If you sign up for MyQuire and actually read the Terms of Service, you might notice the section forbidding "deep linking." This means they only want you linking to the top level of the website, like http://realityme.net/ rather than directly to functionality or articles like http://realityme.net/2007/09/22/warning-on-blogrush/. I am sure their intent here is to prevent people from using MyQuire functionality within their own domain but it is phrased such that if MyQuire has a discussion forum, you will be in violation of the terms of service if you link to a forum discussion.
Intentions being whatever they are, I would agree with you that deep linking is often necessary when working together on a project. Especially when the website being used as reference material contains thousands of pages.
I ran out of time writing that because I had to get the children off to school. I wanted to go on further to explain the importance of deep linking to the functionality of the World Wide Web. The World Wide Web (not the Internet) was created to share information via hyperlinks and makes no distinctly between types of links. In my opinion, deep linking is what makes the World Wide Web so valuable to our lives today. Image how frustrating searching for information would be if it was a two step process: 1) Use Google to find the website with the information 2) from that website’s front page, sign up as a member, then search for the information and hope to find it.
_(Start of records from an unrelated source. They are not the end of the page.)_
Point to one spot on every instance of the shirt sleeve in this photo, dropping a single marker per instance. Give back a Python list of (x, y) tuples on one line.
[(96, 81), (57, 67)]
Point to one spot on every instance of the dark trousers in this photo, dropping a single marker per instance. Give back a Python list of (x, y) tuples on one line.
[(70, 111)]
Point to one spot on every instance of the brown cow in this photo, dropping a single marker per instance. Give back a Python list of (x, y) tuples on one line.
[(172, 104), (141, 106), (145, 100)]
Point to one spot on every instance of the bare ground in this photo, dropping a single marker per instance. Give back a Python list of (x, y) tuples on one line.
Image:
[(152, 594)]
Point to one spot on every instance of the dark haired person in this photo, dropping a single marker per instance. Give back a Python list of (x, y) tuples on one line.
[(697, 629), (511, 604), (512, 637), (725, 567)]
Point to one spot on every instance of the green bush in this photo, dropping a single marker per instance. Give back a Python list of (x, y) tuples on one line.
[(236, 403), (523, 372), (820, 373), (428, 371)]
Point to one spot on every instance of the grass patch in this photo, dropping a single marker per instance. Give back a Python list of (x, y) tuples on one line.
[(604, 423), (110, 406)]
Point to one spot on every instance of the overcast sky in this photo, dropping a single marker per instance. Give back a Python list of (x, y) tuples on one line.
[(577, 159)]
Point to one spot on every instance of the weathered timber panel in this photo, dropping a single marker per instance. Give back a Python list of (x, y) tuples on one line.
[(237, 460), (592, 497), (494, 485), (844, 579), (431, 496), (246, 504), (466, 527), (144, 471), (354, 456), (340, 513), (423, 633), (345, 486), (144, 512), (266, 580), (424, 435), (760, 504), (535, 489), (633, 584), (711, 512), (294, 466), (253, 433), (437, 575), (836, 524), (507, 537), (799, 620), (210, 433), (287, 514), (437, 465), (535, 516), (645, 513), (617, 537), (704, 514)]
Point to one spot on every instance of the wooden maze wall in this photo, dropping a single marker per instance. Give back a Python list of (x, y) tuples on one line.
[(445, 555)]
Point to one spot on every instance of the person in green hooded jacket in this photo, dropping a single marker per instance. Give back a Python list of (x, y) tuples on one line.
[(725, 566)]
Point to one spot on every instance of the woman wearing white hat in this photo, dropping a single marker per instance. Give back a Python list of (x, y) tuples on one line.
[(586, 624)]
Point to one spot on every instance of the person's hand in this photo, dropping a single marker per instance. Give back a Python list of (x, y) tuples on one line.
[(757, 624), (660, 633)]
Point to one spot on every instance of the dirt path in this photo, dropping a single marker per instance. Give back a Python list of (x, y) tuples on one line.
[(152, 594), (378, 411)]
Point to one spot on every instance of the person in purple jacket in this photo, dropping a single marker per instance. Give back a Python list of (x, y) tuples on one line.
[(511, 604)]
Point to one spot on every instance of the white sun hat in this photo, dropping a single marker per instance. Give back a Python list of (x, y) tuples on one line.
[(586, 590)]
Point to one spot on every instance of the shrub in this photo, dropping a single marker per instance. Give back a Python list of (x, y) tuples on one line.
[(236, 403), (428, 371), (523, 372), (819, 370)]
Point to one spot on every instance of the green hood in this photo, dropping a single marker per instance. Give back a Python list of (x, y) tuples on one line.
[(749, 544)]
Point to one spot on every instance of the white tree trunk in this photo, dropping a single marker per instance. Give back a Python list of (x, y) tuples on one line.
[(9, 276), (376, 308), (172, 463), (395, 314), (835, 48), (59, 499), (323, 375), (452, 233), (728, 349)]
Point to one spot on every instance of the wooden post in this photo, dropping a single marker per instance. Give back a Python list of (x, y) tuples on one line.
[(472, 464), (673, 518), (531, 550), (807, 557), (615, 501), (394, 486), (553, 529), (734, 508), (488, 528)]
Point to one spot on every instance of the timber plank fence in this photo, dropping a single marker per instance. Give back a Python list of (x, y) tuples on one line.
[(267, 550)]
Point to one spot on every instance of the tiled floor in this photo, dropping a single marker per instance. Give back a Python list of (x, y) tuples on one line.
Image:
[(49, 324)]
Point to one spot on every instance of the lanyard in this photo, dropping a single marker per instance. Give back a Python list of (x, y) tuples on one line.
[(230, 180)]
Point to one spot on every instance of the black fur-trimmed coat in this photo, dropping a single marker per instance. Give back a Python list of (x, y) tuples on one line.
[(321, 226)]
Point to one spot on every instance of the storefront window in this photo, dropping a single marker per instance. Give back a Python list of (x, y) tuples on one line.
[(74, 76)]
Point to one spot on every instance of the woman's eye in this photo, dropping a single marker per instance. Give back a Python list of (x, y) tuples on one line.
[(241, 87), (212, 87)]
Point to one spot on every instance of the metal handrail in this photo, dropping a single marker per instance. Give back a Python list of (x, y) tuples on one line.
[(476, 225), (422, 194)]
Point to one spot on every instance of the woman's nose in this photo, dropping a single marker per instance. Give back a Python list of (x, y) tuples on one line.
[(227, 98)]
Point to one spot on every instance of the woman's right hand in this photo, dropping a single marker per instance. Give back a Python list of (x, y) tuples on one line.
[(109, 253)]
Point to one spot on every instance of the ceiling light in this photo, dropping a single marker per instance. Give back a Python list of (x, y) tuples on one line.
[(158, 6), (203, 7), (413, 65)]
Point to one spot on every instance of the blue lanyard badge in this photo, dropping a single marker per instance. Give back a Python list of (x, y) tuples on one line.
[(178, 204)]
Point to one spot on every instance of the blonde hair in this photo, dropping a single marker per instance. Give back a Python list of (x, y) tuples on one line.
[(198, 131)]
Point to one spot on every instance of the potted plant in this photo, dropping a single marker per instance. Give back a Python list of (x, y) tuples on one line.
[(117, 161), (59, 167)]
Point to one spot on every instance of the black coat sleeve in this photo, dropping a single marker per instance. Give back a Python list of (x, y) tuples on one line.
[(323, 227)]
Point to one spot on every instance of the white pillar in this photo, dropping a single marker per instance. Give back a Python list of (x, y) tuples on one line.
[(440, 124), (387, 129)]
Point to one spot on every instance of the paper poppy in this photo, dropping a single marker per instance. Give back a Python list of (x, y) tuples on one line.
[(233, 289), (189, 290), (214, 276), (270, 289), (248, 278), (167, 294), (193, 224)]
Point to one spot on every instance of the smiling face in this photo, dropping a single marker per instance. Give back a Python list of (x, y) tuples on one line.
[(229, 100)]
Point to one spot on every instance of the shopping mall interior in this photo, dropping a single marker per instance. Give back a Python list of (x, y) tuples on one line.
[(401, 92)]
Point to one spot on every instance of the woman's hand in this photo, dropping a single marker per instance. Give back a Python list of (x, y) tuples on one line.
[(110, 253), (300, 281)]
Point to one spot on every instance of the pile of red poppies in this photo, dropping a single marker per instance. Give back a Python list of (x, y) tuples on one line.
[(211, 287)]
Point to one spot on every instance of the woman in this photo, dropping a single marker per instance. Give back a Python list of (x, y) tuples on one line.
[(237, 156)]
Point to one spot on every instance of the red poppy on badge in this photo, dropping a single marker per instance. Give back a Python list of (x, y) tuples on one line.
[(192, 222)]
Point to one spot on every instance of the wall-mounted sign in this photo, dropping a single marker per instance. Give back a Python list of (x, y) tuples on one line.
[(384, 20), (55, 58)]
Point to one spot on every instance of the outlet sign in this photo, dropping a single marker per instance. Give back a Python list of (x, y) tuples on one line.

Yes, kids have a way of interrupting much more in life than just blog postings. 🙂
Your comment reminds me of another interesting question: In Google’s Webmaster tools, they suggest not using long urls that have been generated by dynamic content management systems. This reduces the amount of highly valuable (deep link) content that is being indexed by Google. Of course we all had to adjust once we figured this out, but I sometimes wonder how big the Web would be if it were all able to be indexed.
Ah! Whichever one of us makes THAT search engine is going to be very, very rich! I can’t find it in my bookmarks right now (there’s irony) but I know of at least one search engine that claims to have such deep searching abilities. Your query can take hours to return.